When I first started practicing law, I was eager to help clients and potential clients, and there was one who stands out in my memory as the first one I couldn’t help. He had cosigned on a car for a relative, who had defaulted, and he came to see me, because the bank had come calling on him. I saw nothing in the documents or the circumstance he described that would permit me to be of any meaningful assistance, but I was slightly worried that he might try to hurt me after I told him that I couldn’t help him.
He was very deliberate as he pushed back from the table, and left the room, never saying a word, and his jaw set like a rock. After my initial relief at not having to dodge a punch or three wore off, I recall thinking “Well, that’s one person whom I’ll never see again.”
But I was wrong.
Before I moved on from that firm, the man came back to see me two more times. The next time I met with him, he had a contract he wanted me to review before he would decide whether or not to sign it. I was delighted that he consulted with me first. I read through the document, noted a few points that I though he should be aware of, which prompted him to tell me that he was going to think about it before deciding to sign or not. After wrapping up my notes, I looked up and said “Can I ask you something?”
He smiled and said “Let me guess. You want to know why I came back.”
I nodded my head and said “Yes. I could tell you were pretty upset when you left last time.”
He laughed and said “You’re not wrong, but I will tell you that I wasn’t upset with YOU. In fact, I liked the way that you didn’t sugar coat it, even though you didn’t like telling me that there was nothing you could do. You were honest with me, you didn’t waste my time, and you told me what I did wrong without making me feel stupid. I knew I had found someone I could trust, and that makes you worth the money you charge.”
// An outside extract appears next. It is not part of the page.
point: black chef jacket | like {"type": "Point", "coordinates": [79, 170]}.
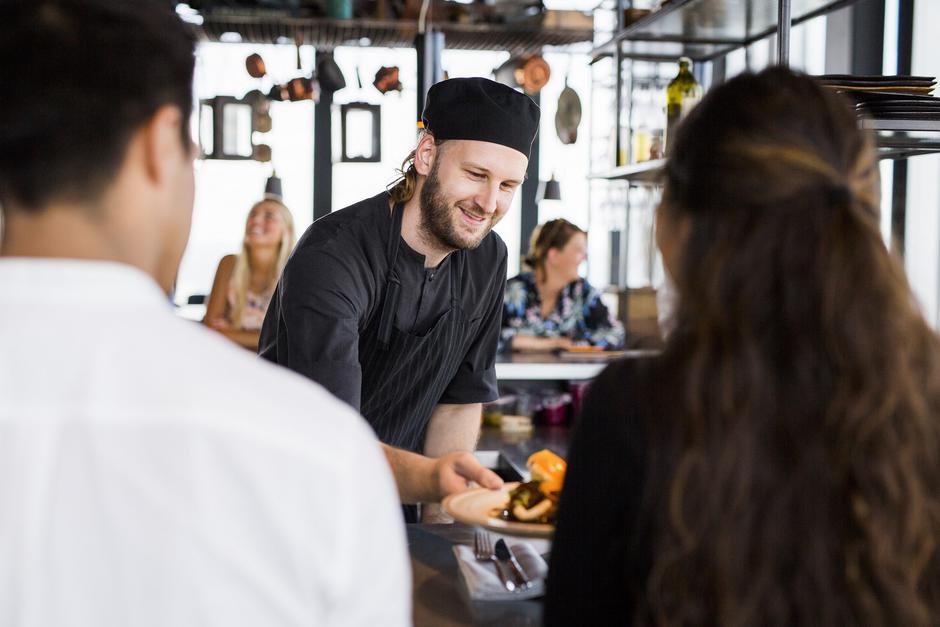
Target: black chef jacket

I saw him one more time, when I wrote a Will and powers of attorney for him. Again, he expressed his thanks for the straightforward advice, and the no-nonsense approach. I still think of him often, because I still encounter people whom I can’t help. I won’t say that it’s easier telling clients this now than it was then, but I find that by trying to be respectful of their time, and by trying to not make them feel stupid because they made a mistake, I give them something of value, even if it was only allowing them to leave with the dignity they had when they walked in to my office. Not everyone reacts well to such news, but I have managed to keep a few of them as clients because I approached their problems in this manner, which turns a negative into a much larger positive.